1)The mail programs themselves will encrypt between servers.  This can be
used to both protect the message(s) from being read (easily).  Does PGP
also assist by doing some compression?.  Also it can be used to autheticate
messages using a signiture which will have the dual purpose of providing
some tamper proofing.

2)The receiving mail-server will autheticate the incoming message against
its own list of known servers, and validate that the contents of the
message as a whole appears OK.  Maybe it will flag messages that fail these
checks.  It can also flag messages that arrived without server encryption.

3)If the incoming decrypted message is not itself privately encrypted by
the sender it will use PGP to encrypt the message for the user before
storing locally.  If the sender has already encrypted the message then it
will simply store it.

Caveats

A)All systems must have compatible encryption systems or access to those
systems.  (Why limit to just one?) and all those systems must have some
sort of agreed means of flagging the message to allow automatted
decryption.

B)Some means of exchanging public keys must be developed.  This must allow
for keys to be changed.  What happens when keys are changed, and messages
are still in transit from the old keys.

C)Not everyone is wise enough to use UNIX.  Some people even use (pardon
the language) Windoze or even AS/400's.

There is plenty more scope for discussion here I think even if it is some
of the less verbally able slagging off about old ideas that can't/won't
work because ... etc.  Surely there are enough brains out there to thrash
this through properly.

Hwyl

"William H. Geiger III" <whgiii at openpgp.net> on 18/12/98 00:23:05

To:   "Marcel Popescu" <mdpopescu at geocities.com>
cc:   "Cypherpunks list" <cypherpunks at toad.com> (bcc: Richard
      Bragg/UK/SSA_EUROPE)
Subject:  RE: I must admit. . .

-----BEGIN PGP SIGNED MESSAGE-----
Hash: SHA1

In <000301be2a14$9e5a8ec0$22fcb3c3 at roknet.ro>, on 12/18/98
   at 01:26 AM, "Marcel Popescu" <mdpopescu at geocities.com> said:

>> I for one would like sendmail integrated with PGP. For example:
>> sendmail asks receiving server if it has PGP, and please give
>> your public key, I have mail for you.. Then send the e-mail
>> encrypted, while the receiving sendmail decrypts it and delivers
>> forwards. This is not very effective, but it would help some.

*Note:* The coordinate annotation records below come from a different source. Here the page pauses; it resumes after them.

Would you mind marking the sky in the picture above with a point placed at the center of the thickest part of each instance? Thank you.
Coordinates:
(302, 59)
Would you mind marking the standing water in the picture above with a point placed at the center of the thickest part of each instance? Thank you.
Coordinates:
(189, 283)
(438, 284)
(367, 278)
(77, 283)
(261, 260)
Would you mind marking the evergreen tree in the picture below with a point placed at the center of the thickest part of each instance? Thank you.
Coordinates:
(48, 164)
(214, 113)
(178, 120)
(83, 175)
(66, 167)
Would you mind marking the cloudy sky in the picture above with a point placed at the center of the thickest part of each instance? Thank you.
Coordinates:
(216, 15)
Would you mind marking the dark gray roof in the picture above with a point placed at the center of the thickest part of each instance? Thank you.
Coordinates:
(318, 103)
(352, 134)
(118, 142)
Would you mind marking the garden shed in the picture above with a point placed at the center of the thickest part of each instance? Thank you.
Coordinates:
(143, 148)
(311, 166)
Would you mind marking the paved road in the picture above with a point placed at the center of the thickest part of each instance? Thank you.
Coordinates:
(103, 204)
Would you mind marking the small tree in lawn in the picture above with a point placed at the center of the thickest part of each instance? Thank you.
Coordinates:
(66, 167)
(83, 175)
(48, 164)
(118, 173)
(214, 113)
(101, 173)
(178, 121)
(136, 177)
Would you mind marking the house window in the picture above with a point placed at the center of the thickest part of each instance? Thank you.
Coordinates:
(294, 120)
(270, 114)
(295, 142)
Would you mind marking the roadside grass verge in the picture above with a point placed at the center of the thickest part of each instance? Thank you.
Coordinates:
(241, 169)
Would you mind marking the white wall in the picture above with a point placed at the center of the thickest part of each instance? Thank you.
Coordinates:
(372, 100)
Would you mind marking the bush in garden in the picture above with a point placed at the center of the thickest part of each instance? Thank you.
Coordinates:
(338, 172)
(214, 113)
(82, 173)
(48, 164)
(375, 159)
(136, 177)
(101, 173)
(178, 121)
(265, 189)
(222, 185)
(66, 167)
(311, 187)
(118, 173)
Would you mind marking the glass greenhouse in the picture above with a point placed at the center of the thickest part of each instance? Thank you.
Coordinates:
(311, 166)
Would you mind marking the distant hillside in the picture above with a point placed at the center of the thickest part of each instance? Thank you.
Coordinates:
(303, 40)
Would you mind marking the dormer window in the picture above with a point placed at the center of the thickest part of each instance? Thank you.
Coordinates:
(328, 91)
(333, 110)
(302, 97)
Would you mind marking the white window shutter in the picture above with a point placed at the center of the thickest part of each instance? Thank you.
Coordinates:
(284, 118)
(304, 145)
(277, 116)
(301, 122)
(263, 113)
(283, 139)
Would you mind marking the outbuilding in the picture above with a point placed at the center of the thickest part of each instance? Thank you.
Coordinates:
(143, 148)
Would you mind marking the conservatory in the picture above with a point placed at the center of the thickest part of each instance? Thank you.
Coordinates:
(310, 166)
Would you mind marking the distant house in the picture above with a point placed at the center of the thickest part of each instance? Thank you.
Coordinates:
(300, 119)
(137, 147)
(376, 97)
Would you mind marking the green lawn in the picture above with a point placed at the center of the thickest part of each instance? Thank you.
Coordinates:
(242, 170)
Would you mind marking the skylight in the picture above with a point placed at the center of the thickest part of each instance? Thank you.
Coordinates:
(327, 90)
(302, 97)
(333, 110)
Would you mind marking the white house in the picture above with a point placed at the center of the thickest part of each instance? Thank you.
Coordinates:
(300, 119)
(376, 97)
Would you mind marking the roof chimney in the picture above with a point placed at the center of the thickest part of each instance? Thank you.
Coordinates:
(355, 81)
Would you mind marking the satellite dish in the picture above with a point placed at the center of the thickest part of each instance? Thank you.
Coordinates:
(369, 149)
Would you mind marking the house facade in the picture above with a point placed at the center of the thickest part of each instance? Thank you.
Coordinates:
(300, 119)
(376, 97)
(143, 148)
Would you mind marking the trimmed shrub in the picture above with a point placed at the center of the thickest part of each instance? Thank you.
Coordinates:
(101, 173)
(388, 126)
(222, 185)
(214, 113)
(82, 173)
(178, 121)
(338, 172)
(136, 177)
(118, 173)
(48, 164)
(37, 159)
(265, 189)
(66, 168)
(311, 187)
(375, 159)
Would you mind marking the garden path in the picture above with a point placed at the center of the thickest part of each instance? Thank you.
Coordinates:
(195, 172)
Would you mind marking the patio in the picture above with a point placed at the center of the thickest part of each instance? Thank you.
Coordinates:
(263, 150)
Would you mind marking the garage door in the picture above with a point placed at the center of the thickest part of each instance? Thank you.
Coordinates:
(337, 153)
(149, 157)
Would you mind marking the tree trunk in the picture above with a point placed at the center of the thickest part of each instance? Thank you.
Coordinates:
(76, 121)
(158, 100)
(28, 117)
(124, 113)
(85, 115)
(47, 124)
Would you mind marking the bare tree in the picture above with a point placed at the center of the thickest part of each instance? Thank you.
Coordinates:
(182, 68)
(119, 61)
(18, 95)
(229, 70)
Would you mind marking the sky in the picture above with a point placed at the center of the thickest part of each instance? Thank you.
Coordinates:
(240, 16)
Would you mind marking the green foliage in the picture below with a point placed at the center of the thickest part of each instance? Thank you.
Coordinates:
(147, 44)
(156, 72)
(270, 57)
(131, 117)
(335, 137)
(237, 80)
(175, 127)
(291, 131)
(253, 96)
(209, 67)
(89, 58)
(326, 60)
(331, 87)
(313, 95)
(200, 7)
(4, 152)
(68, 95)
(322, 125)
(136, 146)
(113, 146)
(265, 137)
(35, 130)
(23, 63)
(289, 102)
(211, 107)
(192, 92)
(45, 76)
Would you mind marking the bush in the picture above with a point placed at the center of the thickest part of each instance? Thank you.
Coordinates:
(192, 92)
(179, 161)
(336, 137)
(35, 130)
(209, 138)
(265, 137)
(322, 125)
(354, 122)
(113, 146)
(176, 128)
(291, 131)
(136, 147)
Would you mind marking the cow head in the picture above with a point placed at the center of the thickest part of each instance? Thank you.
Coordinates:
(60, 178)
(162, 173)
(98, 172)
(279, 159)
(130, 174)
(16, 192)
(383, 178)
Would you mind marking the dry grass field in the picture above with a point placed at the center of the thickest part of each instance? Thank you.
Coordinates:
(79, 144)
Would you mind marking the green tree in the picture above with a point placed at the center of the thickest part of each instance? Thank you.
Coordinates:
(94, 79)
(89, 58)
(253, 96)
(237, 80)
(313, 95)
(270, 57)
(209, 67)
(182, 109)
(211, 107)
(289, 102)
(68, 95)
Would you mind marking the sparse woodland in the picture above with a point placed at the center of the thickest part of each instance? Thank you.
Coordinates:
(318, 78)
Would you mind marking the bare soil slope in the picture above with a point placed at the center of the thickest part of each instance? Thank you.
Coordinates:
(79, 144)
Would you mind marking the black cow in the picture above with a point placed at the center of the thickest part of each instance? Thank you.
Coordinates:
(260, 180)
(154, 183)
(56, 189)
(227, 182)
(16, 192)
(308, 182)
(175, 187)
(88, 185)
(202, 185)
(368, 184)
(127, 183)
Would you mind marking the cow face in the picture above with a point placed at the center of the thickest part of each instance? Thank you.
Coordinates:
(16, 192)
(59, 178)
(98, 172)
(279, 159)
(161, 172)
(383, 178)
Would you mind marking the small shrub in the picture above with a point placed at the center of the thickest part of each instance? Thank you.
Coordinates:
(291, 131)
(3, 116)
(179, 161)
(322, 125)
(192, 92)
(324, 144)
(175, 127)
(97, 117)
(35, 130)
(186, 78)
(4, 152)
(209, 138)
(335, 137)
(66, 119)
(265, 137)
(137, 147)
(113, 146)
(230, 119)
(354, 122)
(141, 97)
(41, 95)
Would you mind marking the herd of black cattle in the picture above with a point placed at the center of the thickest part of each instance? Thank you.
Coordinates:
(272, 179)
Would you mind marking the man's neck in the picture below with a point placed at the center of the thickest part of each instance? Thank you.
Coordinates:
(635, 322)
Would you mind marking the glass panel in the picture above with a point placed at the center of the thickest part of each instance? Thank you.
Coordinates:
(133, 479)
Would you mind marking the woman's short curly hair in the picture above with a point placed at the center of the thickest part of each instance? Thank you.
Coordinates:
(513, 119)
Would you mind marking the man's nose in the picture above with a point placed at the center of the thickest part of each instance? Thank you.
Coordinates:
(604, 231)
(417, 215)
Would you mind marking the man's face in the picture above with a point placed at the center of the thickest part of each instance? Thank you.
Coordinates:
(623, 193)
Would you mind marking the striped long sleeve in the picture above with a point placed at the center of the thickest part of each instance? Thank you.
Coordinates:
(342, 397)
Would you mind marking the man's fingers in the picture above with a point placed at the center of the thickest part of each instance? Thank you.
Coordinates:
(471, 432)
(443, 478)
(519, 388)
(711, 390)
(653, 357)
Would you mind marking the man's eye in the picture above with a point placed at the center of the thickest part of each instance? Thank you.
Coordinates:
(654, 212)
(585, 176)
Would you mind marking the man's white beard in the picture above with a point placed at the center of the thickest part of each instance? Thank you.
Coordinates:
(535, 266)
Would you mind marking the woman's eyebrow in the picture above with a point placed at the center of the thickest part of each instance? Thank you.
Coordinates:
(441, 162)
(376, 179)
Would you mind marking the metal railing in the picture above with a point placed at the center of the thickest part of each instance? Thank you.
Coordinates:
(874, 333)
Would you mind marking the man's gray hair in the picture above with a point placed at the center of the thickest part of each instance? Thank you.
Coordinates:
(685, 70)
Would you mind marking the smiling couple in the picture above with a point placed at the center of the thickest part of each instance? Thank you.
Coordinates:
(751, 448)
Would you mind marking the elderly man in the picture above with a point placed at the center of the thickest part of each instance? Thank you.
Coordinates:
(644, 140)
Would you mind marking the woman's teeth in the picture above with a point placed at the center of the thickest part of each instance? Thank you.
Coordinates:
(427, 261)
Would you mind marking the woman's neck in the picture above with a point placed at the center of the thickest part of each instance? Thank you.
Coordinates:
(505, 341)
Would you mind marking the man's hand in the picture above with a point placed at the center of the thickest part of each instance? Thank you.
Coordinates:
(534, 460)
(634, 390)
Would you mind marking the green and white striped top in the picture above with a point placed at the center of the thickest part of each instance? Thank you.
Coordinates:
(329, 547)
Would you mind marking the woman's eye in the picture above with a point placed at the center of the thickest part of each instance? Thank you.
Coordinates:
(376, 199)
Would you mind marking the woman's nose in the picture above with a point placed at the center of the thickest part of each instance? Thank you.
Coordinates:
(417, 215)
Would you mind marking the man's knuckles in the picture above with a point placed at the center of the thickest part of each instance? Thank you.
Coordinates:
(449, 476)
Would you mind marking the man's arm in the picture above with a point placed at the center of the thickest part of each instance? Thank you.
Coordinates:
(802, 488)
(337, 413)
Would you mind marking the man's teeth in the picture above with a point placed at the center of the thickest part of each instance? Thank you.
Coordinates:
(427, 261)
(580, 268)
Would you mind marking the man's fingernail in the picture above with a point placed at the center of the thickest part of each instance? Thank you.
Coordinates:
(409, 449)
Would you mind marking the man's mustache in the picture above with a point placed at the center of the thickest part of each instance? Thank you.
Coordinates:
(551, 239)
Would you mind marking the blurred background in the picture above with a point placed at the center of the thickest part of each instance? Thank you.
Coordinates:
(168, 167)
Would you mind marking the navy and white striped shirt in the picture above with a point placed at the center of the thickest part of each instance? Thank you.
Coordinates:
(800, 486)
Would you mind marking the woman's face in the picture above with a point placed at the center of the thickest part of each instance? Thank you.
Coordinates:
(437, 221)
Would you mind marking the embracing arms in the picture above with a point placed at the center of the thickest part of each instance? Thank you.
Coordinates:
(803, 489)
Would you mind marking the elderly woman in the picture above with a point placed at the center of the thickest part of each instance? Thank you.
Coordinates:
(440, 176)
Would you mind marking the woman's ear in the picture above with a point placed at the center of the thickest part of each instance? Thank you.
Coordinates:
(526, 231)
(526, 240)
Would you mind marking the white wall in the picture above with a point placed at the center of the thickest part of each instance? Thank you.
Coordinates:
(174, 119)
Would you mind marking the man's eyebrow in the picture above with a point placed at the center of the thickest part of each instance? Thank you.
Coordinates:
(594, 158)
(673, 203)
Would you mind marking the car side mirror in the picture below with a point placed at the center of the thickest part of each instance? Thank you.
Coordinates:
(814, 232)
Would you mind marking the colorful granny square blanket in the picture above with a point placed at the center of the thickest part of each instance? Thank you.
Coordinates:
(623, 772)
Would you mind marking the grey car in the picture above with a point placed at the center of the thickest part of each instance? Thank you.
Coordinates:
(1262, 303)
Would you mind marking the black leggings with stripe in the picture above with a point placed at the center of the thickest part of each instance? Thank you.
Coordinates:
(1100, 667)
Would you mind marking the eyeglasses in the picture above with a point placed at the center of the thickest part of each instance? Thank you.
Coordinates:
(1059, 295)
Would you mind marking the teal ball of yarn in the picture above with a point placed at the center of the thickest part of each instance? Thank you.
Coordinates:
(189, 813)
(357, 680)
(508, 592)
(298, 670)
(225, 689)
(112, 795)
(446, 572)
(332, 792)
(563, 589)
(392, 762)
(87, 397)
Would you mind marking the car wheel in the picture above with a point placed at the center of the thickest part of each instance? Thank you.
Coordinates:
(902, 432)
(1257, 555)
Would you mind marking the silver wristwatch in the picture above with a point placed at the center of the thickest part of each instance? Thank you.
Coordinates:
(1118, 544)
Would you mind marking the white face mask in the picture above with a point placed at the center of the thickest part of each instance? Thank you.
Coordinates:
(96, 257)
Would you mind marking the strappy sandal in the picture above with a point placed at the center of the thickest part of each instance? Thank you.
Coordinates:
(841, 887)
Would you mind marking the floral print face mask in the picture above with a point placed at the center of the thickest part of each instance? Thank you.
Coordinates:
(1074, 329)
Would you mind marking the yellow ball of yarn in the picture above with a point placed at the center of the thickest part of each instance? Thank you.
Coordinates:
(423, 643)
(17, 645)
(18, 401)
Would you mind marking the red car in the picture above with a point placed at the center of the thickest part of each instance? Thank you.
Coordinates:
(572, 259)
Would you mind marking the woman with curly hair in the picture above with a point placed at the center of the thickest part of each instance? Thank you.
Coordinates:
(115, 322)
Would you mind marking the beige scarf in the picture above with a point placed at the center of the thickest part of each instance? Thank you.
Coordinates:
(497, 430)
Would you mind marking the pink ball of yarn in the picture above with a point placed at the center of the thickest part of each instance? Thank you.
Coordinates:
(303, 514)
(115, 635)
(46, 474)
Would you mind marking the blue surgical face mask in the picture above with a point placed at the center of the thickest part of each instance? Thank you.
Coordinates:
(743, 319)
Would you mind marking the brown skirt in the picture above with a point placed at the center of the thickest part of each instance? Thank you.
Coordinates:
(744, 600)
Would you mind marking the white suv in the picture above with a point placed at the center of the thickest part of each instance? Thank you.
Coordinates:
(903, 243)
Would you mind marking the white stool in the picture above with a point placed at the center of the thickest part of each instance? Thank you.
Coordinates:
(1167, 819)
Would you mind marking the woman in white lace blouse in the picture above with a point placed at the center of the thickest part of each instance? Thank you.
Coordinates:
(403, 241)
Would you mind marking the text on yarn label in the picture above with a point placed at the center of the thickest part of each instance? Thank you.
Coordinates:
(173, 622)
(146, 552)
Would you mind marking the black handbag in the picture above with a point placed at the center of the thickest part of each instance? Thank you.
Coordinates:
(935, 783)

>I think this is a great idea. First time I'll play with making a POP
>client (an idea that appeals to me once in a while) I'll think about
>it...

Wouldn't it be more efficient to use TLS or SSH as an encryption protocol
between the POP3d and the POP3 client? This could also be used for
sendmail<->sendmail transactions.

This still does not address local storage on the POP3d server. I am
looking to setting up procmail to automatically PGP encrypt incomming
messages and the forwarding them to a local account so even if the sender
does not have PGP once the message is received by the PGP mail forwarder
the messages will be PGP encrypted (I have had several people contact me
looking for solutions to ISP's snooping on their mail without relying on
the senders using PGP).

- --
- ---------------------------------------------------------------
William H. Geiger III  http://www.openpgp.net
Geiger Consulting    Cooking With Warp 4.0

Author of E-Secure - PGP Front End for MR/2 Ice
PGP & MR/2 the only way for secure e-mail.
OS/2 PGP 5.0 at: http://www.openpgp.net/pgp.html
- ---------------------------------------------------------------

Tag-O-Matic: OS/2: Your brain.  Windows: Your brain on drugs.